In this step, we are going to work with Boolean arrays, fancy indexing and sorting.

i. Create a markdown cell called Step E.

ii. Create a 2-D array with shape 3 by 5 containing random integers in the range 1-8 inclusive. Use random.randint. Call the array E, and display E.

iii. Find the median of the array E, called it med_E. Display med_E.

iiii. Use a comparison operator or ufunc to create a Boolean array called EML, containing True, False values for the array expression E < med_E. Display EML.

v. Display the count of True values in EML using a NumPy function.

vi. Use a comparison operator or ufunc to create a Boolean array called EMG, containing True, False values for the array expression E > med_E. Display EMG.

vii. Display the count of True values in EMG using a NumPy function.

viii. Create a Boolean array called EME, that can be used to determine the elements of E, that contain the median, med_E. Display EME.

ix. Display the count of elements of E, that contain the median, med_E.

x. Use a Boolean operator and a NumPy function, to display the count of indices in array E, that are between med_E - 2 and med_E + 2, inclusive.

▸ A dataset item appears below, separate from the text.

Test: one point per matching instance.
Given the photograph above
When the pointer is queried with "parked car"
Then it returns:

xi. Create the array ES, from array E, that first reshapes the array to a 15 element array, and next sorts the elements in ascending order. Display the sorted ES array.

xii. Using fancy indexing, display the contents of the middle element of ES, index equal to 7, the element two less than the middle element of ES, and the element two more than the middle element of ES.

f) Step F (10 pts):

In this step, we are going to transpose an array, and work with expressing conditional logic as array operations.

i. Create a markdown cell called Step F.

ii. Create a 33 element array with the first 33 positive integers. Call the array F1. Use arange. Display F1.

iii. Reshape the F1 array to a (11, 3) array and called it F2. Display F2.

iiii. Transpose the F2 array and call it F3. Display F3.

v. Use the Boolean condition, F3 % 3 == 0, to create the array F4. Display F4.

vi. Create an array, call it F5, that is the same shape as array F3, but whose values are changed to either a 3 or a 0, in the following manner: For every element of array F3 whose value is not a multiple of three, that position in array F5 will contain a 0, and for every element of array F3 whose value is a multiple of three, that position in array F5 will contain a 3. Use the where function and the F4 array to create the F5 array.